Reactie op Commissie voor Politieklachten aan Korpsbeheerder betreft klacht 30 dec. 1999.
In deze reactie staat (…) te lezen, (…): "Dit werd aan klager zowel mondeling als schriftelijk medegedeeld door Officier van Justitie."
• Het is mij onbekend waar men deze gegevens vandaan heeft gehaald, maar ik heb nooit enig woord met hem gewisseld. Ik ben alleen door OvJ S. schriftelijk benaderd geworden.

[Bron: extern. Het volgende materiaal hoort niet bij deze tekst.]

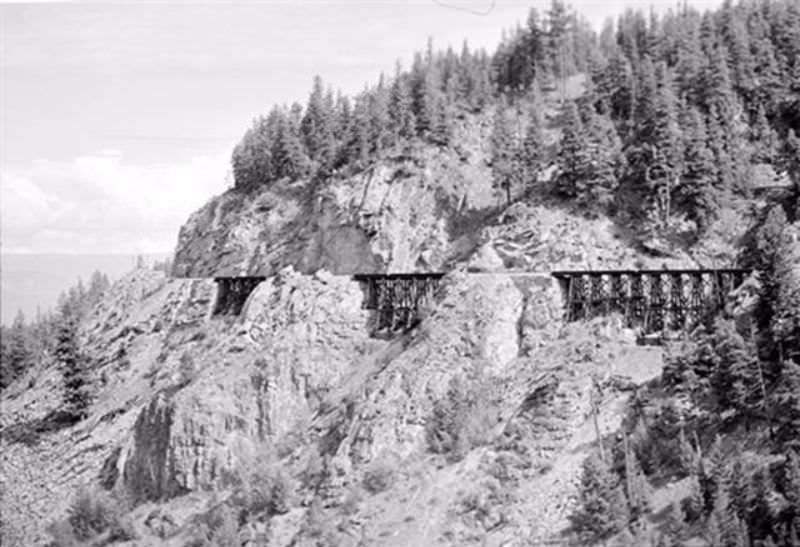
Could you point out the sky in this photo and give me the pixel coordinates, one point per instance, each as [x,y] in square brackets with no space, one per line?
[117,120]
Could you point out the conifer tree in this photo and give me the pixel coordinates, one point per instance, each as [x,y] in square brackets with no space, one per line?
[403,122]
[786,404]
[252,157]
[18,354]
[77,396]
[696,194]
[571,153]
[602,158]
[637,489]
[359,146]
[505,169]
[764,137]
[532,149]
[675,531]
[289,156]
[602,511]
[380,130]
[317,127]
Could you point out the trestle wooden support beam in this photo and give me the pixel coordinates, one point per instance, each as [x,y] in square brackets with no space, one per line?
[232,293]
[396,299]
[653,300]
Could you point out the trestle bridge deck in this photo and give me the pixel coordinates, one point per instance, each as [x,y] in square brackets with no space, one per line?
[651,300]
[398,298]
[232,293]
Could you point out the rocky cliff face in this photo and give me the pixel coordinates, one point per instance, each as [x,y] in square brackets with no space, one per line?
[186,399]
[405,213]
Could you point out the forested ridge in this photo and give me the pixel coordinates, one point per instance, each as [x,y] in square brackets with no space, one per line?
[678,110]
[683,116]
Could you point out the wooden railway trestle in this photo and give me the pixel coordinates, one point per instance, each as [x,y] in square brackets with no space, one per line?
[652,300]
[397,298]
[232,293]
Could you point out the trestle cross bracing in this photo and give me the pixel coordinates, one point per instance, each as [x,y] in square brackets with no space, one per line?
[653,300]
[232,293]
[397,299]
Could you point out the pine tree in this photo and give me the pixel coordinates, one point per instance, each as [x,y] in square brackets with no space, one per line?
[18,351]
[289,155]
[675,531]
[252,157]
[789,162]
[736,372]
[571,153]
[602,511]
[380,123]
[359,147]
[637,488]
[764,137]
[785,401]
[403,122]
[77,397]
[791,486]
[505,168]
[696,194]
[532,150]
[601,160]
[317,127]
[693,505]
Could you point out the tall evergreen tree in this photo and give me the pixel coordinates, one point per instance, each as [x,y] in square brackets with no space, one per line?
[252,157]
[601,511]
[532,150]
[571,153]
[400,107]
[696,194]
[289,155]
[77,395]
[317,127]
[505,168]
[18,350]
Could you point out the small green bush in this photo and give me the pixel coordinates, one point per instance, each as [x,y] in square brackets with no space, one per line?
[379,476]
[463,419]
[93,512]
[264,487]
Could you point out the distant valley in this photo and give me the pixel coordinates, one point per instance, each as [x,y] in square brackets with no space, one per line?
[31,281]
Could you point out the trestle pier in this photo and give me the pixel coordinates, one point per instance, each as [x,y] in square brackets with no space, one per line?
[398,298]
[653,300]
[232,293]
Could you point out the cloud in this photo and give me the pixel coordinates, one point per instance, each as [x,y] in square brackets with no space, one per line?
[100,204]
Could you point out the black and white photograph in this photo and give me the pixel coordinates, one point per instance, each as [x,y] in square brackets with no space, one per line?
[400,273]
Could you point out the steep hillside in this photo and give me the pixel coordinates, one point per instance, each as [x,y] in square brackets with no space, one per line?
[184,400]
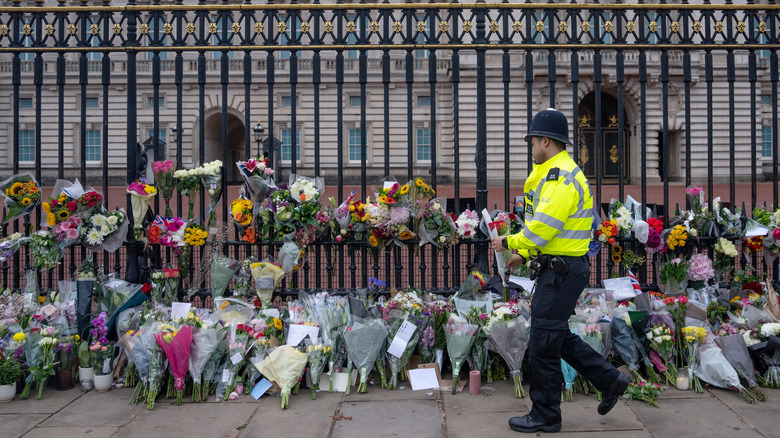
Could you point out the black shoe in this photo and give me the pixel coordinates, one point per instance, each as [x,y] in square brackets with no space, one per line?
[610,398]
[529,424]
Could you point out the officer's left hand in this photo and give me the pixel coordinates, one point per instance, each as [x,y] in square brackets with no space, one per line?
[496,243]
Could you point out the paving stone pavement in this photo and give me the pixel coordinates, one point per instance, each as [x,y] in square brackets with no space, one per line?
[379,413]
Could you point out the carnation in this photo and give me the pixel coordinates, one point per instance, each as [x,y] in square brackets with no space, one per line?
[399,215]
[700,268]
[654,242]
[770,329]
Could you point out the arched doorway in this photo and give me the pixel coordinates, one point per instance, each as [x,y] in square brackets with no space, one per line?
[612,158]
[235,142]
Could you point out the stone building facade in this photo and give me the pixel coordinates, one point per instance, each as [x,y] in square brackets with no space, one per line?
[440,136]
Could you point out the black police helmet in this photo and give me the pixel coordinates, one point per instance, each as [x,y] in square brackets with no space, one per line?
[549,123]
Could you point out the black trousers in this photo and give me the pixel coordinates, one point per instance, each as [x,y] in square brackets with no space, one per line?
[551,340]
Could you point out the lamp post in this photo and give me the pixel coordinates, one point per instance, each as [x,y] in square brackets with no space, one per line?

• De vaststelling dat er geen sprake was van enig strafbaar feit is niet in overeenstemming met het beroep aan het O.M. op basis van art 12. Hier geeft men te kennen dat bij voorbaat niet uit te sluiten was dat er sprake was van een strafbaar feit, maar gezien de verjaring strafvervolging niet meer mogelijk was.
• Hier wordt dus duidelijk gesteld dat men het niet uitgesloten achtte dat er wel strafbare feiten zijn gepleegd. S. honoreert een aangifte dato van P. niet, terwijl A. en/of O. wel een aangifte opneemt van M. van 1985 tot heden.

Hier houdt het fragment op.